Title: Distinguishing Space Power from Air Power: Implications for the Space Force Debate
Subject: Space power can be distinguished from air power by critically examining the respective theories.
Author(s): Alec M. Robinson; Budd A. Jones, Jr. (Faculty Advisor)
DTIC Keywords: AIR POWER, DOCTRINE, MILITARY DOCTRINE, SPACE WARFARE, THEORY
Air Force General Charles "Chuck" Horner, former commander of U.S. Space Command, advocates the creation of an independent Space Force, separate from the Air Force. Justifications for such a change depend in large measure on whether space power can provide a way of fighting and winning wars distinct from that provided by the other services. An important aspect of this issue is whether differences between air power and space power suggest a rationale for a separate and independent Space Force.
It has been said that space is at a crossroads. We cannot afford to wait for the next war to show us if space power will, as air power did, revolutionize the conduct of warfare. We cannot make such a decision based on vague allegories to the air power debate. A more rigorous approach is required. This paper sheds light on this question from the perspective of doctrine and theory and seeks to suggest the next steps in keeping the U.S. approach to space "from being too badly wrong."

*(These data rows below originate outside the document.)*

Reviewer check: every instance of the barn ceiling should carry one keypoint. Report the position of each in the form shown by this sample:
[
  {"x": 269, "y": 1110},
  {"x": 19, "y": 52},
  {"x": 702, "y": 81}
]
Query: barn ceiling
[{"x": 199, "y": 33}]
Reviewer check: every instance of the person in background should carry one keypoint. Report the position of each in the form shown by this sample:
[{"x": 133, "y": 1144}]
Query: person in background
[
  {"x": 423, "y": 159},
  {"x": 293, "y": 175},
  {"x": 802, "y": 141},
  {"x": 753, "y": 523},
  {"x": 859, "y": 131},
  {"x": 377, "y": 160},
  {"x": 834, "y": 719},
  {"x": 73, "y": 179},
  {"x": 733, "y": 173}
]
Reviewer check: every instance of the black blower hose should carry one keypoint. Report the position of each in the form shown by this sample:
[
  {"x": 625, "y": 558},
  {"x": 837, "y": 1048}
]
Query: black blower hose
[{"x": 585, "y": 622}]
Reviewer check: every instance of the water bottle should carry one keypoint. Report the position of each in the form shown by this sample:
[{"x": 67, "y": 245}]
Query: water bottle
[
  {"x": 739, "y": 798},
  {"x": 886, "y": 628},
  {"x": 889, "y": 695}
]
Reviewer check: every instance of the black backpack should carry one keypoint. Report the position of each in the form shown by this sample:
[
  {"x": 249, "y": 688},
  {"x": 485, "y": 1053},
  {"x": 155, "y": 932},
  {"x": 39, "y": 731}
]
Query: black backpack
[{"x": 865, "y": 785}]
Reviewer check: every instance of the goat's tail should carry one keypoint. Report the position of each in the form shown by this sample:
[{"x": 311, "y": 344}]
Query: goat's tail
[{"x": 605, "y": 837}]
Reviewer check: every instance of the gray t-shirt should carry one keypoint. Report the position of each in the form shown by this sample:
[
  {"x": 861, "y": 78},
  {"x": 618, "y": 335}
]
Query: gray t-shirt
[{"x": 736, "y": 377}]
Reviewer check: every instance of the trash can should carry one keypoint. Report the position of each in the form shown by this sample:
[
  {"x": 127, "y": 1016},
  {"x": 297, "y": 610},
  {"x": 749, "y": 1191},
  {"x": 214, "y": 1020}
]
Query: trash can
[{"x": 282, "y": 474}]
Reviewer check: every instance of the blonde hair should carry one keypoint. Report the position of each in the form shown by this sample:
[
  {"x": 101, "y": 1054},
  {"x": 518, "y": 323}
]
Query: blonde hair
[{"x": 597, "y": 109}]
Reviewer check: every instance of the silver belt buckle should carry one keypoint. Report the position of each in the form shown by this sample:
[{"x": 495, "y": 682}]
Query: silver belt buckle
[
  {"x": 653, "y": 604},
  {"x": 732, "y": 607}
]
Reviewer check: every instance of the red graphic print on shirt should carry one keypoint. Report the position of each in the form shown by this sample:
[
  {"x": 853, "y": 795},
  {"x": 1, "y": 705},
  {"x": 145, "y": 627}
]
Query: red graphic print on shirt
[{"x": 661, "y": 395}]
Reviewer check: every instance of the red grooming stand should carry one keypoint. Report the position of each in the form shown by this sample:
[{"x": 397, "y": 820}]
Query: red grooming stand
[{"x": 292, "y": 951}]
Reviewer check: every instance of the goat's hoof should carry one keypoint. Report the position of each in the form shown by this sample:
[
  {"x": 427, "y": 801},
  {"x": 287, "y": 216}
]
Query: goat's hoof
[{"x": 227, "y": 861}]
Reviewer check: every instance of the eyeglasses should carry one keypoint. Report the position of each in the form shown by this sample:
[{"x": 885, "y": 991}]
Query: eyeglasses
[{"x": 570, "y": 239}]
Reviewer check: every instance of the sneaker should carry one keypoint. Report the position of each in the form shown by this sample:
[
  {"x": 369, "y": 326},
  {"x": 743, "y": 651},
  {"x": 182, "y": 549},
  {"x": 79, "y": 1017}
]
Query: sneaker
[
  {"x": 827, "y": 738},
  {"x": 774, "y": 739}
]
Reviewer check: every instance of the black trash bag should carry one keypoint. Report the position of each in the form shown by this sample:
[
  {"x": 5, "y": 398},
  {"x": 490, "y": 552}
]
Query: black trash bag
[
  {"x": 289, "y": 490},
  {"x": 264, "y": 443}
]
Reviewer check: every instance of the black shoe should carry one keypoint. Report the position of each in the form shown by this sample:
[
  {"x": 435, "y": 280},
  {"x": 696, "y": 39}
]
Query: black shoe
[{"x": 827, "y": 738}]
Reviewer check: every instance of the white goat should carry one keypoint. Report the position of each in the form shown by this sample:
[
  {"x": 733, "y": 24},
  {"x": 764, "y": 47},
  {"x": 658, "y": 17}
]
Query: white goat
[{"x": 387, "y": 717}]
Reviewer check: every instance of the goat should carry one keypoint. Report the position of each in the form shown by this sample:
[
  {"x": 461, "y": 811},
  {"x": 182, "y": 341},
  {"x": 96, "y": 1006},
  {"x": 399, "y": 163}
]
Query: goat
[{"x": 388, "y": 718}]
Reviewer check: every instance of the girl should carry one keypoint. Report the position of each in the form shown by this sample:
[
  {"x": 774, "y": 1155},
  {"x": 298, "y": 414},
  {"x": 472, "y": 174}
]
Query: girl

This research project critically compares air and space power in order to discern whether the differences between air and space power suggest a paradigm shift in the way wars will be fought. As a foundation for comparison, air and space power are exposed in terms of features of the mediums, characteristics of the forces, and tenets of employing forces in each medium. The resulting expositions of air and space power are compared, extracting and evaluating the key differences. These differences are then explored to determine if a new paradigm of warfighting is emerging. Finally, the differences between air and space power and their implications for warfighting are examined with respect to the need for a separate and independent Space Force.
The finding of this project was that air and space power are indeed different, but not so fundamentally so that the creation of a separate Space Force is mandated. Further development of space capabilities, operational concepts, and doctrine is necessary before the need for a Space Force can be determined based on the natures of air and space power. However, General Horner's concern that the cost of concurrently developing space forces and modernizing air forces is too large for the Air Force's budget is an unresolved question.